Israel’s extraordinary achievements against the Iranian regime over the past week should be recorded with a simple truth: Prime Minister Benjamin Netanyahu deserves the central share of the credit.

Yes, US President Donald Trump made the call in Washington. Yes, the IDF executed with skill and courage. Yes, the Mossad and the CIA, alongside an entire Western intelligence and defense ecosystem, delivered capabilities that most countries only watch in movies, enabling Israel to effectively counter threats and maintain its security posture in a volatile region.

For three decades, Netanyahu has been the Israeli leader who has kept Iran at the center of Israel’s threat map – despite its unpopularity, the disinterest of world capitals, and Israel’s shifting attention.
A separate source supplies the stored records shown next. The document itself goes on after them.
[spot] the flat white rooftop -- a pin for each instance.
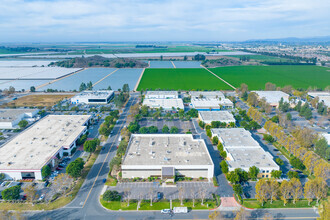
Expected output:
(323, 96)
(9, 115)
(35, 146)
(247, 157)
(100, 94)
(222, 116)
(273, 97)
(164, 103)
(235, 137)
(166, 149)
(207, 94)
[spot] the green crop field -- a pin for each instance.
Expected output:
(257, 76)
(181, 79)
(262, 58)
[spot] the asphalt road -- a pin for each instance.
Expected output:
(86, 205)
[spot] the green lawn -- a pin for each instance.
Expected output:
(164, 204)
(181, 79)
(257, 76)
(253, 203)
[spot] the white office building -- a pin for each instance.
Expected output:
(93, 97)
(223, 116)
(244, 152)
(42, 144)
(166, 155)
(209, 101)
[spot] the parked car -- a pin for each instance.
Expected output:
(166, 211)
(159, 195)
(41, 197)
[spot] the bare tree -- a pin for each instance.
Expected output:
(151, 195)
(181, 194)
(127, 195)
(30, 192)
(193, 196)
(202, 194)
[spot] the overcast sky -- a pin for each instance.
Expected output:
(161, 20)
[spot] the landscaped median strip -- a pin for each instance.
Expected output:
(219, 77)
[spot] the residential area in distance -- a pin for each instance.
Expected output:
(215, 146)
(147, 110)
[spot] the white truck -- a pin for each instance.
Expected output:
(177, 210)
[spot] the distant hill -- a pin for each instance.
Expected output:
(324, 39)
(99, 61)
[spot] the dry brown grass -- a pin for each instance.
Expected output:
(37, 100)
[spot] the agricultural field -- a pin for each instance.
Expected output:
(37, 100)
(181, 79)
(257, 76)
(262, 58)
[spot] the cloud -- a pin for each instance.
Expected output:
(94, 20)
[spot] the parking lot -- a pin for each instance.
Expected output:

This newspaper has criticized Netanyahu many times, for many years, and that will not change. Accountability does not disappear because a week went well. At the same time, a newspaper that demands responsibility during failure has a duty to acknowledge leadership during success.

Netanyahu’s Iran argument has been consistent since the early 1990s. Long before centrifuges and underground facilities became household terms, he warned that Tehran’s regime was not a local problem. He framed it as a threat that would eventually target the West, use proxies to destabilize the region, and chase strategic weapons that would change the rules for everyone.

Prime Minister Benjamin Netanyahu (L) acknowledges applause at the end of his speech to a joint meeting of Congress in the House Chamber on Capitol Hill in Washington, March 3, 2015.
Prime Minister Benjamin Netanyahu (L) acknowledges applause at the end of his speech to a joint meeting of Congress in the House Chamber on Capitol Hill in Washington, March 3, 2015. (credit: REUTERS/GARY CAMERON)

He repeated the warning in Israeli politics, in Washington, and at the UN. He made it a signature issue across different administrations, different coalitions, and different eras of Israeli public mood.

This week, that long-running message collided with historic action.

Even Ben Caspit, one of Netanyahu’s sharpest and most consistent critics, wrote what many Israelis have been thinking: “No force in the world will be able to take the credit for what is happening away from Prime Minister Benjamin Netanyahu.”

Caspit’s point was not that Netanyahu is above criticism. His point was that history assigns credit the same way it assigns blame: to the person at the top when the decisive choice is made.

That is why this moment matters. It is not only about a successful operation. It is about the rare moment when Israelis across the spectrum can say the same thing in the same sentence.

Netanyahu deserves credit for keeping Iran on the agenda

Netanyahu deserves it. He deserves it because he kept Iran on the agenda when others wanted it off. He deserves it because he pursued the threat through diplomacy, intelligence, and military preparation over many years. He deserves it because he took heat for being repetitive, for being alarmist, for being obsessed, and because repetition is exactly what national strategy often requires.

Leaders get mocked for warning too early, and they get blamed for warning too late. Netanyahu warned early, loudly, and relentlessly.

Credit, though, is only useful if it is attached to responsibility. Netanyahu’s supporters want a clean hero narrative. His opponents want a clean villain narrative. Israel deserves something more practical: clear-eyed recognition that a leader can deliver a strategic achievement and still carry responsibility for grave failures on his watch, including the October 7 massacre and its aftermath.

Israelis can applaud what deserves applause and still insist on accountability for what demands accountability. So, what should Israelis demand now, after praising what deserves praise?

Let’s start with political leadership that has to translate battlefield gains into a durable strategic outcome. A dramatic opening week is not the same as an end state. Iran’s capabilities, its proxies, and its ideology do not evaporate because of one operation.

The goal has to be a safer Middle East with real deterrence, real regional cooperation, and a clearer sense that attacking Israel and the West carries costs that regimes cannot absorb.

In addition, Israel’s leadership has to use this moment to rebuild public trust at home. Military unity in a crisis is not a substitute for civic cohesion, functioning institutions, and leadership that speaks honestly about what Israel got right, what it got wrong, and what it must fix.

Finally, Netanyahu should treat this as a moment for seriousness, not triumphalism. A leader who has spent decades warning the world about Tehran should also understand the next phase. The “day after” is where victories are preserved or wasted. Israel needs discipline, restraint, and political maturity, starting at the top.

For today, though, a straightforward sentence belongs on the record.

Well done, Prime Minister Netanyahu.